SACRAMENTO — In a small room at a neighborhood clinic in Sacramento, a handful of hepatitis C patients wait to see their physician, hoping they’ll be found sick enough to be approved for a cure.
The low-income patients hope to be prescribed new breakthrough drugs, such as Sovaldi or Harvoni, which offer cures with almost no side effects. But treating the virus comes with a high price tag: at least $84,000 for a course of treatment. Getting Medi-Cal to pay for such drugs can involve a long, arduous process of tests and paperwork to prove infection has progressed to liver damage.
“If you’re practically dead … they’ll approve you,” said Laura Castillo, 54, who has been navigating the Medi-Cal system for four months to get Sovaldi. The former legal clerk said she contracted the virus from a blood transfusion in the early 1980s. Patients can live for years symptom free with hepatitis C, but left untreated, it can eventually lead to liver disease and death. Castillo has waited for treatment with substantial liver damage, which burdens her with overwhelming fatigue, depression and what she describes as a “brain fog.”
“It’s very, very frustrating, knowing that you have an illness and there is a cure, and you can’t do anything about it,” Castillo said.
Castillo’s physician, Dr. Catherine Moizeau, says she treats hundreds of Medi-Cal patients who wait months to get approval for the hepatitis C drugs. Moizeau says health plans, under state guidelines, are rationing the drugs because of the high cost. But Medi-Cal officials say patients receive the treatments based on medical necessity, not on cost.
Hepatitis C drugs are not the only part of California’s troubling drug spending picture. Despite recent cost-cutting measures, such as putting tighter controls on which patients get coverage for which drugs and when, California’s spending on pharmaceuticals has gone up, and so has the number of pricey drugs it is covering. It’s not clear state agencies have the means to balance drug cost pressures in a way that serves the best interests of patients, taxpayers and public health.

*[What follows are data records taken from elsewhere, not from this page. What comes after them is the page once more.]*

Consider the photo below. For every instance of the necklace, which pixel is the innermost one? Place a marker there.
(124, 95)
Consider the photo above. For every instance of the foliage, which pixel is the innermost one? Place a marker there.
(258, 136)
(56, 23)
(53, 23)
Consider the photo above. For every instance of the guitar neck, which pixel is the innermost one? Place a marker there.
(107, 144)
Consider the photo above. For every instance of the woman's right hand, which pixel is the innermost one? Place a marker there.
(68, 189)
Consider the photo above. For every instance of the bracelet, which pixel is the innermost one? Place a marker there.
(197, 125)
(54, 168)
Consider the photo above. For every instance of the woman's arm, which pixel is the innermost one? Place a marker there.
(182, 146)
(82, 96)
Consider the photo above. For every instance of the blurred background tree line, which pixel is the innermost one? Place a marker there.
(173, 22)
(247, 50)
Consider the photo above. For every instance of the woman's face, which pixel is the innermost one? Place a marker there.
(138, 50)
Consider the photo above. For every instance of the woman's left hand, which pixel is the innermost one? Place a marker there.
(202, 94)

“There are very few tools in our toolbox” to control pharmaceutical spending, said Diana Dooley, secretary of California’s Health and Human Services. She says high prescription drug costs are a problem across California’s public and private health insurance, and should be addressed on a national level.
Dooley’s agency convened a working group, called for in Gov. Jerry Brown’s January 2015 budget proposal, “to address the state’s approach regarding high‑cost drug utilization policies and payment structures.” High-level discussions continue behind closed doors.
Drug price concerns will also be a matter of public policy debate this year. California voters are expected to decide in November on a measure to put a ceiling on what the state pays for drugs, and lawmakers have proposed drug price transparency requirements on pharmaceutical manufacturers and health insurers.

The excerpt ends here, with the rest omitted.